In our Runscope HipChat room a few weeks ago, I was asked about Unicode encoding in URLs. After a quick sob about why I never get asked the easy questions, I decided it was time to do some investigating.
I had explored this subject in the past whilst trying to get Unicode support working in my URI Templates library. At that time I had got lost in the mysteries of Unicode normalization and never actually got to the bottom of the problem. This time I was determined.
Get to the point, the Code Point
To cut a long story short, the solution for what I believe to be the common scenario, is fairly straightforward. To support Unicode in a URI you simply need to convert the Unicode “code point” into UTF-8 bytes and then percent-encode those bytes. The percent encoded bytes can than then be embedded directly in the URL.
As an example, consider we want to embed the character that has the code point \u263A into our URI. We can create a string that has that code point in C# like this,
var s = "Hello World \u263A";
Show me the bytes
Now that string can be converted to UTF-8 bytes likes this,
var bytes = Encoding.UTF8.GetBytes(s);
an finally they can be percent encoded like this,
var encodedstring = string.Join("",bytes.Select(b => b > 127 ? <br> Uri.HexEscape((char)b) : ((char)b).ToString()));
The trick here is that we only want to do the HexEscape
for characters that are part of a multi-byte UTF8 encoding of a code point. UTF-8 guarantees that all bytes that are part of a multi-byte character encoding will have the high bit set and therefore will be greater than 127.
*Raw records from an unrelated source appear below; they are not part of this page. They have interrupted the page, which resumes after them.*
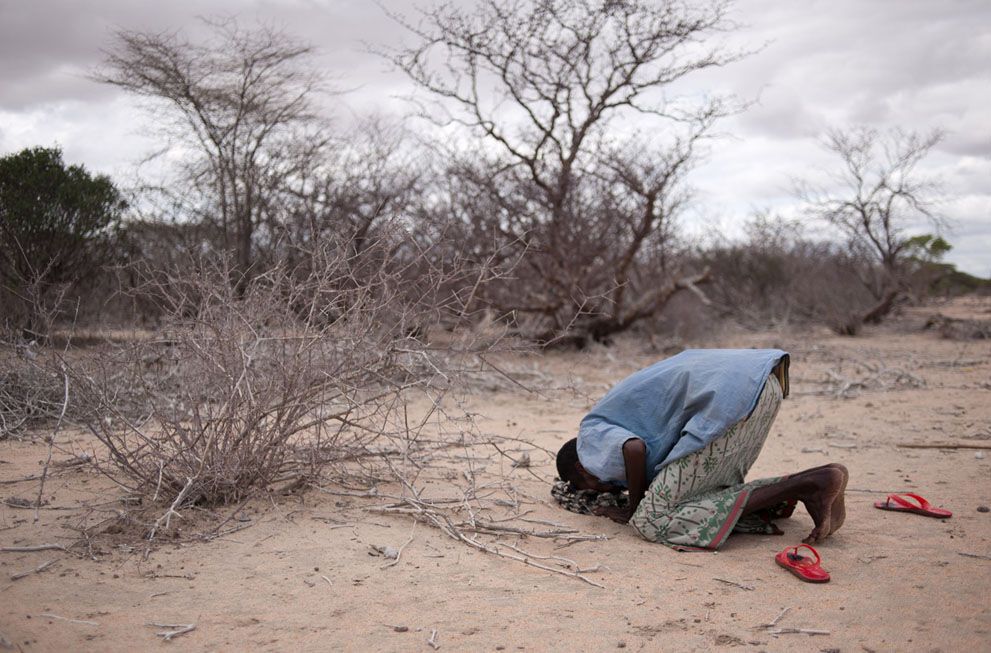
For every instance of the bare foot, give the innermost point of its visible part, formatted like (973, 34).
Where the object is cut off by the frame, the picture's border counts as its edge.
(827, 484)
(838, 512)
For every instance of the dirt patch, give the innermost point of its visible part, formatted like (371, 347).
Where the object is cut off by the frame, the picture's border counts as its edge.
(300, 572)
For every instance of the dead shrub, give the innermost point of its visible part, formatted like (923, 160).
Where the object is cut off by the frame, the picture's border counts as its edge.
(274, 380)
(30, 393)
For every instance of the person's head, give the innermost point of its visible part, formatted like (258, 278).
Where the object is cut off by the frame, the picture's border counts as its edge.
(570, 469)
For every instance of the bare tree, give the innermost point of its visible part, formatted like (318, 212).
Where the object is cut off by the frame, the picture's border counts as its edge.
(877, 193)
(239, 108)
(557, 181)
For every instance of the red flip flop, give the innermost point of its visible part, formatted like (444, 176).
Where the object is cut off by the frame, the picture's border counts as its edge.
(805, 568)
(898, 503)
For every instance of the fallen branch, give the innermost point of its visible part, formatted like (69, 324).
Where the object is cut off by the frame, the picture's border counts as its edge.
(40, 568)
(48, 615)
(33, 547)
(400, 551)
(167, 517)
(51, 443)
(748, 588)
(944, 445)
(774, 622)
(173, 630)
(799, 631)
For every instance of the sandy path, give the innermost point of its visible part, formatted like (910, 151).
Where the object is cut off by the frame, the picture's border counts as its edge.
(301, 577)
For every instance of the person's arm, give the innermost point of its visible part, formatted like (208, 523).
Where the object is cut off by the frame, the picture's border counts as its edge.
(635, 460)
(635, 457)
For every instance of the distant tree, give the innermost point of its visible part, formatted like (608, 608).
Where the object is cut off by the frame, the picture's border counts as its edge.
(58, 225)
(876, 194)
(558, 183)
(239, 110)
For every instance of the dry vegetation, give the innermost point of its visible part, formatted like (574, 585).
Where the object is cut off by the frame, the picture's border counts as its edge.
(314, 334)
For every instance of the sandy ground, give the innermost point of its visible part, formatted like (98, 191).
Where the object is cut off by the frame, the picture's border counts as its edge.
(300, 576)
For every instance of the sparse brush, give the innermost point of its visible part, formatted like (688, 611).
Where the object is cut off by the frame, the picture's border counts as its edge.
(264, 381)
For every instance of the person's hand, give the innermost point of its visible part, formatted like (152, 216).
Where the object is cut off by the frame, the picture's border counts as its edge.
(615, 513)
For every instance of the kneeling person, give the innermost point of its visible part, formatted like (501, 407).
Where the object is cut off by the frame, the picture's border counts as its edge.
(681, 436)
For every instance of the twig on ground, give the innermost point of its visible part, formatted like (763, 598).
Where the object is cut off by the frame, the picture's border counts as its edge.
(40, 568)
(167, 517)
(566, 561)
(400, 551)
(173, 630)
(774, 622)
(799, 631)
(944, 445)
(31, 548)
(51, 442)
(748, 588)
(49, 615)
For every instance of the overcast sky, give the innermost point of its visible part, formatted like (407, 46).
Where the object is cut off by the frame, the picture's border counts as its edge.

One caveat to be aware of is that because you are going to be including this string in a URI, you should either call Uri.EscapeUriString()
or Uri.EscapeDataString()
before doing the Unicode escaping or you could end up double escaping the Unicode escaping.
A complete example
Here is a small ScriptCS example that shows how this could be used,
#r "system.net.http.dll"
using System.Net.Http;
var httpClient = new HttpClient();
var url = EncodeUnicode("http://stackoverflow.com/search?q=hello+world\u263A");
var response = httpClient.GetAsync(url).Result;
Console.WriteLine(response.StatusCode);
public string EncodeUnicode(string s) {
var bytes = Encoding.UTF8.GetBytes(s);
var encodedstring = string.Join("",bytes.Select(b => b > 127 ?
Uri.HexEscape((char)b) : ((char)b).ToString()));
return encodedstring;
}
This produces the following request,
GET https://stackoverflow.com/search?q=hello+world%E2%98%BA HTTP/1.1
Host: stackoverflow.com
The long story
One of the reasons I was originally confused when first looking into this was Unicode supports the ability to generate the same character multiple different ways. This happens because some characters can be combined into composite characters. Technically, before percent-encoding the bytes a normalization process should occur to ensure that sorting and comparison of encoded Unicode characters works as expected. I suspect a large number of use cases don’t need this process, but it worth being aware of it.